Fill light: The light is placed on the opposite side of the camera from the key light and close to the camera / subject axis. It's important that the fill light is not too bright to maintain the one-light character of the portraits.

Hair light: should light the hair only and not skim onto the face of the subject.

Background light: Used low and behind the subject, it should form a semicircle of illumination on the seamless background so that the tone of the background grows gradually darker the farther out from the subject. For this image, we wirelessly triggered a 430EX flash to blow out the white background and make the process of cutting out the image in photoshop easier.

We employed a 3:1 lighting ratio. This means that the key light is one stop greater in intensity than the fill light, meaning
2 (two units of light fall on the highlight side of the face from the key light)
1 ( one unit of light falls on both sides of the face from the fill light)
= 3:1

This ratio is the most preferred for color and black and white because it will yield an exposure with excellent shadow and highlight detail. It shows good roundness in the face and is ideal for rendering average-shaped faces.

And just for fun, here are files from two different cameras with almost exactly the same setup. The files have been largely unaltered from their jpeg outputs out of their respective cameras.

Olympus E-3 + Zuiko 50mm f/2 macro. I find that setting it on portrait mode (even when shooting RAW) gives a more elegant skin tone to the output files.

Canon 5D mark II + Canon EF 85mm f/1.2 USM L.

*Pixel peeping aside (and also due to the fact that the 5D setup is much more 'formidable'), I still prefer the jpeg output of the E-3 with regards to skin tones.

** Care must be taken to minimize the reflection from the spectacles, because that isn't exactly pleasant looking in the photos (and also from a client's POV). The two steps I can think of are to continually change the angle of the face until reflections are minimized, then do a final Photoshop edit, while the other one would be to use a circular polariser.

I hope you like this short post.
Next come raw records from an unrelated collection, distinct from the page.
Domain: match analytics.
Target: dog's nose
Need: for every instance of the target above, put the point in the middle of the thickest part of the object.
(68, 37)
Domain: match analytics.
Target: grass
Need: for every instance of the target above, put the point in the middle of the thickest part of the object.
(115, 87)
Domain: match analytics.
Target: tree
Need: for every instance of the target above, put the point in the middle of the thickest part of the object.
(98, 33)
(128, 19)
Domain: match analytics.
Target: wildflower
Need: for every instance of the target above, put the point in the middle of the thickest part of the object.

Cheers.

Bringing home the bacon

Well this isn't exactly a tutorial, but as a freelancer, its important how do you deal with the delicate issue of payment with regards to your clients.

I did an assignment recently. After a some time, the client called me up and asked for the image files. So in the end, I did send over the goods. The trouble starts when you start following up to clarify payment procedures (which has since been hopefully resolved)
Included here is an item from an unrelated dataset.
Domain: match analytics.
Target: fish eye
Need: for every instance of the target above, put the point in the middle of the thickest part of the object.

To avoid these issues, I can suggest the following :

1. Send the client a set of the downsized edited photos, then request for payment before sending the originals (it doesn't work with all clients, but hopefully it does, at least for the reputable ones). At least it shows that you've been working on their project and not idling away.
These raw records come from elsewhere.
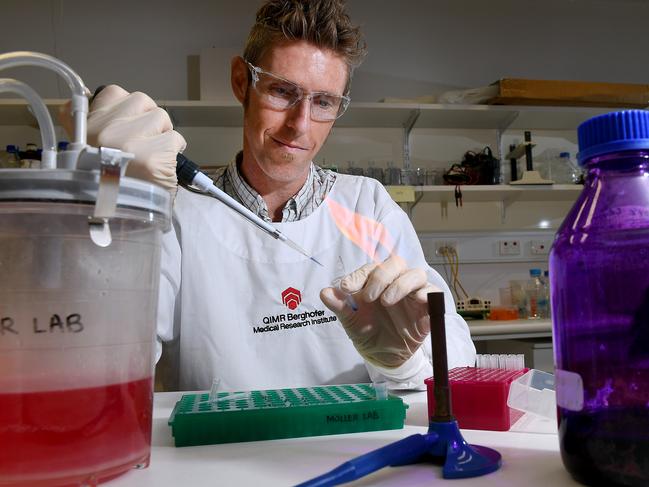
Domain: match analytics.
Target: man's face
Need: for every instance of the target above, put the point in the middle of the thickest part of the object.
(280, 144)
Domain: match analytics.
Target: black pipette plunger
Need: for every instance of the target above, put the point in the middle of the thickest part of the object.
(460, 459)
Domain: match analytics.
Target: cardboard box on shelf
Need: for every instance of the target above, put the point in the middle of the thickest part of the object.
(513, 91)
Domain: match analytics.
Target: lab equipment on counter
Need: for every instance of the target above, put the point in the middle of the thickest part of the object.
(442, 443)
(189, 174)
(599, 274)
(80, 260)
(534, 392)
(283, 413)
(479, 397)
2. If the message doesn't go through, send *gentle reminders through phone calls, SMSes, emails. OK, there are times where it doesn't work to your advantage if you aren't tactful, but continue to be firm and polite in the process.

3. Suggest to give your photos in a DVD / CD and meet the client in person, and then ask for payment on the spot.

4. Only deal with reputable clients, those you know you can somewhat trust. There are times when new clients appear out of the blue, but you have to give them the benefit of doubt if you'd like to earn your dough. Make sure you lay out your terms before you seal the deal.

5. Compile a legal document that enlists yours and the clients rights, but that's still no guarantee that they're gonna pay even though they've read through it and signed it.

6. Request for a retainer before you do the job (eg. 1/3 of the total fee). By accepting a deposit, you are getting a client's commitment to you that they want you for their day. If they cancel (for no good reason) 2 weeks before the day, than you are compensated for the lost days revenues. I will always return a deposit in the case of death or serious injury to the Bride/ Groom or immediates (Mom and Dad) or reschedule at their convenience.

In the end, it helps to be firm in your policies and courteous when dealing with clients. Its a delicate balancing act that we all have to deal it, whether we're photographers or not.